PRN system needs to be abolished to save plastic recycling sector, says Chase Plastics

0
142

The packaging recovery note (PRN) system is damaging the plastics recycling sector and should be abolished, according to Chase Plastics.

In a statement, its managing director Jessica Baker said that companies such as ECO Plastics and Closed Loop Recycling were struggling due to not making a profit.

Advertisement

But she added that as a small independent polythene film reprocessor, she has seen successive governments, Defra and the Environment Agency fail to understand the commercial reality of a commodity driven reprocessed polymer market, while the inequitable PRN/packaging export recovery note (PERN) system undermines UK-based reprocessing of plastic.

While supporting exports and the need to compete in a global marketplace, she said that there is a difference between the way in which PRNs or PERNs are issued.

She added: “To issue a PRN a final pellet or high purity washed regind must be produce, something from which a new product may then be produced.

“To issue a PERN a waste bale has to be ‘produced’, something from which a new produced cannot yet be produced and it must then be ‘exported’.

“The point to emphasise here is that these two processes of issuing evidence have totally different cost bases. To make a waste bale is only half the job and a fraction of the cost. Indeed, it is the overseas reprocessor who must subsequently pay to finish the job, and yet, despite these wildly differing cost bases,  both the PRN and the PERN have identical values in the eyes of the UK regulators.”

She warned that a further result of this has been over time that the market has become dominated by waste management and export traders, who she said now control the waste market. This means that most UK-based reprocessors rely on these suppliers for material to process.

In addition, under the current system that relies on ‘weight evidence’ the quality of material has been driven down that means extra costs for domestic recyclers to sort the material.

She added: “In summary there are three things caused by the system alone, that contributes towards the lack of commercial viability of UK reprocessors:

  • PRN income does not reflect the process cost of issuing a PRN, compared to the cost of using a PERN which represents only half the job. Currently, it is like paying two men the same, but then one of them only does half the job.
  • UK reprocessors have to pay the value of their PRN to the holder of the waste to reimburse their lost PERN because the material has not been exported. This adds to already inflated feedstock prices.
  • Totally unfair deductions are being applied to UK reprocessors for non-target material that are not being equally applied to exported material as the checks on output are impossible to complete.
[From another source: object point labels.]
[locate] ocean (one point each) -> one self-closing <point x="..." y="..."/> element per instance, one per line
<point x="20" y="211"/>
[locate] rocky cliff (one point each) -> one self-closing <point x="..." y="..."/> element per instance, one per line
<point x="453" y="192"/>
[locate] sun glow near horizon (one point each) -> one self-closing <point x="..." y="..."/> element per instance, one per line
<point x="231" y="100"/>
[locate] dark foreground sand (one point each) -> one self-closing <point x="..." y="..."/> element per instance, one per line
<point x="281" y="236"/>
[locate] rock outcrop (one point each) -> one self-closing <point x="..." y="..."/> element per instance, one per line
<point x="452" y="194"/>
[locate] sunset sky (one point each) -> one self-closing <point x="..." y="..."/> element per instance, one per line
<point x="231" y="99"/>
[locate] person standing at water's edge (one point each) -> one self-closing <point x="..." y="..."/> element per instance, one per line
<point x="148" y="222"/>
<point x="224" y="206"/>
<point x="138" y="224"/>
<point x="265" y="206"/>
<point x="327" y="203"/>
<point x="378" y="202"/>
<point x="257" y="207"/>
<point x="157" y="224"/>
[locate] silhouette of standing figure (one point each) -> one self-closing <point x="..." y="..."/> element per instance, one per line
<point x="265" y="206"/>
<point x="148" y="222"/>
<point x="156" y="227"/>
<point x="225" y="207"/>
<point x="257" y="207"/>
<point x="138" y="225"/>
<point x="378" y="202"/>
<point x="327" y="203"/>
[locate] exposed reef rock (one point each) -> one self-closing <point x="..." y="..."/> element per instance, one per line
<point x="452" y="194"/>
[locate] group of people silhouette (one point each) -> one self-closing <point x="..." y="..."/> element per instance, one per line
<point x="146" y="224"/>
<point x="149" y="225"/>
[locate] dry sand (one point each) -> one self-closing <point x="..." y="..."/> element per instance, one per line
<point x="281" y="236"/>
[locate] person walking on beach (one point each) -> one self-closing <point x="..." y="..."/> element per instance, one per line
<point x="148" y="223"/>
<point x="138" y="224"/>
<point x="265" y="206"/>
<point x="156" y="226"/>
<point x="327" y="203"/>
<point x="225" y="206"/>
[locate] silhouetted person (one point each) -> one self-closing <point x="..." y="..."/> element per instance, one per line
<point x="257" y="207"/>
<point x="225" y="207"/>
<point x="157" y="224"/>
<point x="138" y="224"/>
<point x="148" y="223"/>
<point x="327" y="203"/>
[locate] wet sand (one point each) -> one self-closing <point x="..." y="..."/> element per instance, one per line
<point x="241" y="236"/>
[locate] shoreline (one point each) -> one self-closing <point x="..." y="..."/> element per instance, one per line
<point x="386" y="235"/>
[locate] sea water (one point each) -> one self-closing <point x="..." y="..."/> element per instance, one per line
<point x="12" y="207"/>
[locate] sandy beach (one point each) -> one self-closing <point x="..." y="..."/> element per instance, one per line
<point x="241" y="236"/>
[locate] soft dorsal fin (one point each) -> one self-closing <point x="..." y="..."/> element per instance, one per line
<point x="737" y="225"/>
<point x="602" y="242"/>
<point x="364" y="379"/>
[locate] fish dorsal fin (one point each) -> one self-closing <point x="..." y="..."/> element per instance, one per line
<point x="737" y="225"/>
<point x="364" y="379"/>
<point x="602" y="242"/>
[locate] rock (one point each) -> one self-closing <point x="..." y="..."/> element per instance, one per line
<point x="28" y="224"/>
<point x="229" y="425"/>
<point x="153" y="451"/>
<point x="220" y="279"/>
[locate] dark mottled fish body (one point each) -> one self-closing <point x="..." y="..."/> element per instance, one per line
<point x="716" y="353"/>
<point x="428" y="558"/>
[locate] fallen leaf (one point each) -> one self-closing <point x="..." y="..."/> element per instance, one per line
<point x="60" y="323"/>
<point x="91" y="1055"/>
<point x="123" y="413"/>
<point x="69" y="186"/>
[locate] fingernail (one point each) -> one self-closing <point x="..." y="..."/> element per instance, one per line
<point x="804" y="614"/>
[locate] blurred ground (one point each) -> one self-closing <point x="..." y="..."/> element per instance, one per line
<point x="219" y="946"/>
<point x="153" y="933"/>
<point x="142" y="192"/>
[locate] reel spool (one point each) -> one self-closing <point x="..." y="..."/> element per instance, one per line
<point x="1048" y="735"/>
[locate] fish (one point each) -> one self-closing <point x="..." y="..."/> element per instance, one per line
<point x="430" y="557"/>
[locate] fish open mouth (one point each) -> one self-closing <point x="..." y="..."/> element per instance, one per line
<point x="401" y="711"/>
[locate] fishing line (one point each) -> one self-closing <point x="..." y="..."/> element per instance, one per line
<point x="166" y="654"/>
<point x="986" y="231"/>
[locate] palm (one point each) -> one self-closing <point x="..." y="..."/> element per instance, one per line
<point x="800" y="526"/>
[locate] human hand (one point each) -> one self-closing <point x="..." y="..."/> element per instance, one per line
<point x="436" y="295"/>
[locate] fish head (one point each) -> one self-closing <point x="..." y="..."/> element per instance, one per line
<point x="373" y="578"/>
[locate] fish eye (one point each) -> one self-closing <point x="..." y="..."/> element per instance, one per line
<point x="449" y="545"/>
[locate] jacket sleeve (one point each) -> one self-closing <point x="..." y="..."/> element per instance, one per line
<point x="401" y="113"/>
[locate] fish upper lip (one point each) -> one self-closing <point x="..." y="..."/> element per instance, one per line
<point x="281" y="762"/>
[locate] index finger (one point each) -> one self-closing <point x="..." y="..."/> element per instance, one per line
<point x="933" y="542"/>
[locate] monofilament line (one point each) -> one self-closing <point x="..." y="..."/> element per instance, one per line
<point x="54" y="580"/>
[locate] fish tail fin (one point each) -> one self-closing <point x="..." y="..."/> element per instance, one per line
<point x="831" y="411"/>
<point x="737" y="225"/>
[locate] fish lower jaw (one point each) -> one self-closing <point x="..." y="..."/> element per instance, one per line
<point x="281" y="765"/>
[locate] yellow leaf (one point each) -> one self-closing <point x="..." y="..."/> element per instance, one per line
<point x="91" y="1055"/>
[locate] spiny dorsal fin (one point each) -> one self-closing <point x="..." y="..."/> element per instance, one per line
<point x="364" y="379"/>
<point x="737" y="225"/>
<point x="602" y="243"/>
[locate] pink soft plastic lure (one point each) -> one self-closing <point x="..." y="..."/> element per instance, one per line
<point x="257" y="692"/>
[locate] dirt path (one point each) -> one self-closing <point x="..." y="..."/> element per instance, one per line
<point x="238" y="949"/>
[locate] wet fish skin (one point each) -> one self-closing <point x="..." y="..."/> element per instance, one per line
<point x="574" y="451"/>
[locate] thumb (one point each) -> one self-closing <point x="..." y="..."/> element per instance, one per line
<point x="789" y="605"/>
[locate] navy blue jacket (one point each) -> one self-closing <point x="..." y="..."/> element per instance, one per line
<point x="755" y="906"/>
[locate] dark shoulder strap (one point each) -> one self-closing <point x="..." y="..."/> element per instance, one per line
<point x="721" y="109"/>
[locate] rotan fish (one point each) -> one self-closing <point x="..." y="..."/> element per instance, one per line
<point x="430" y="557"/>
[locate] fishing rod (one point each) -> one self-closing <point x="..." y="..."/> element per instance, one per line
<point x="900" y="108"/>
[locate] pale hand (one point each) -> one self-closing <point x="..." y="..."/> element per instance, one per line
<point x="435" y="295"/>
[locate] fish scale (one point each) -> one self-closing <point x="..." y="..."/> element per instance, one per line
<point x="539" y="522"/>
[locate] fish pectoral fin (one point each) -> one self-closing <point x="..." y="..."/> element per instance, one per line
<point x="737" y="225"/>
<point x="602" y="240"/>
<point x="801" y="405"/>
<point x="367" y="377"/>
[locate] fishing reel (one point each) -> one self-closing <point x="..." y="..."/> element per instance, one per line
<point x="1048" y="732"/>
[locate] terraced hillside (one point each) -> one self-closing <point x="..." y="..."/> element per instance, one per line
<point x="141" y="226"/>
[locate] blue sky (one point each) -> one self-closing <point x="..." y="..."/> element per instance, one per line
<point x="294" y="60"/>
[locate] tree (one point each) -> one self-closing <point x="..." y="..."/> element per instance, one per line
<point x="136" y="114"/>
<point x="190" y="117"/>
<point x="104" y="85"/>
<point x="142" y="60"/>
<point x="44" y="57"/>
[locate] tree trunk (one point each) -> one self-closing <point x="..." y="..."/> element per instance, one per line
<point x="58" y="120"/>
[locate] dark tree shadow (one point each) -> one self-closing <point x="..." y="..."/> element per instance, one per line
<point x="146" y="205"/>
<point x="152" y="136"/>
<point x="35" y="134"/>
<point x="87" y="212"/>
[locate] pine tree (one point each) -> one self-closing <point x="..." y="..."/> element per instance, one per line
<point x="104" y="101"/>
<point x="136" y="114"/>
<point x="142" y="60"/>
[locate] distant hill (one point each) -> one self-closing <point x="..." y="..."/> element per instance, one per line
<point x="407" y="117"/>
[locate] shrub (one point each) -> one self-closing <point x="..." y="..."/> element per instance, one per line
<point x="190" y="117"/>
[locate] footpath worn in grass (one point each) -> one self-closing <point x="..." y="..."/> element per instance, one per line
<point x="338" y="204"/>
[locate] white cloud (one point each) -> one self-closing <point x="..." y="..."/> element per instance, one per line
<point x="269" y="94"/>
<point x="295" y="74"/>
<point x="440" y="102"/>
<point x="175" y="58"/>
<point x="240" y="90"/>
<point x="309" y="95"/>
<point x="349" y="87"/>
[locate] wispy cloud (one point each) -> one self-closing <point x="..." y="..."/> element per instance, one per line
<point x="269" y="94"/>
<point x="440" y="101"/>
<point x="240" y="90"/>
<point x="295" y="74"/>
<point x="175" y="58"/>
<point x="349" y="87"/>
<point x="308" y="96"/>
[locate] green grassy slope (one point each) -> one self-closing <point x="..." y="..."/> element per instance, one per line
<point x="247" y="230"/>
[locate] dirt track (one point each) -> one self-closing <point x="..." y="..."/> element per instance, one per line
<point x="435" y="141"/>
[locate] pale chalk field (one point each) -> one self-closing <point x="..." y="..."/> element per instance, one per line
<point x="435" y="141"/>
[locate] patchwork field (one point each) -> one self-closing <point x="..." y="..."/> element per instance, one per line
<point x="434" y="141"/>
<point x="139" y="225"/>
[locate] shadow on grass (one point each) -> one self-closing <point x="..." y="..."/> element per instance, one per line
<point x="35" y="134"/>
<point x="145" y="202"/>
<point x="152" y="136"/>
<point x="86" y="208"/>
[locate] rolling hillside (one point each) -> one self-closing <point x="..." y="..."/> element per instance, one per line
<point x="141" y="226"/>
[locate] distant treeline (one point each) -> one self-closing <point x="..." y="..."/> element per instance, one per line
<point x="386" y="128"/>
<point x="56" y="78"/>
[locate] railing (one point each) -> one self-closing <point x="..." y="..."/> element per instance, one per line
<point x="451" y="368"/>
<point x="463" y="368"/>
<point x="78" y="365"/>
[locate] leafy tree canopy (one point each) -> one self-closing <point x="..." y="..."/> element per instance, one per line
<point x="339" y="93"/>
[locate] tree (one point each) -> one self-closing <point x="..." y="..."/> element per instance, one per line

“Finally, as to the fall in prime polymer price, this just throws these issues into sharp relief. You cannot incur huge costs trying to process poor quality material if these costs outweigh the price you can charge for your end product. The margins have been negative for many years due to the problems above, the current market is just the straw that broke the already maimed camel’s back.

“Abolish the current system, and make all reprocessors and exporters declare their returns of waste processed or exported as they do now, but as part of the permitting regime, not the producer responsibility one.

“Use this as the target evidence required under the Producer Responsibility Regulations and report this to Europe.

“Europe does not dictate how we monitor reprocessing activity, just that we do so.”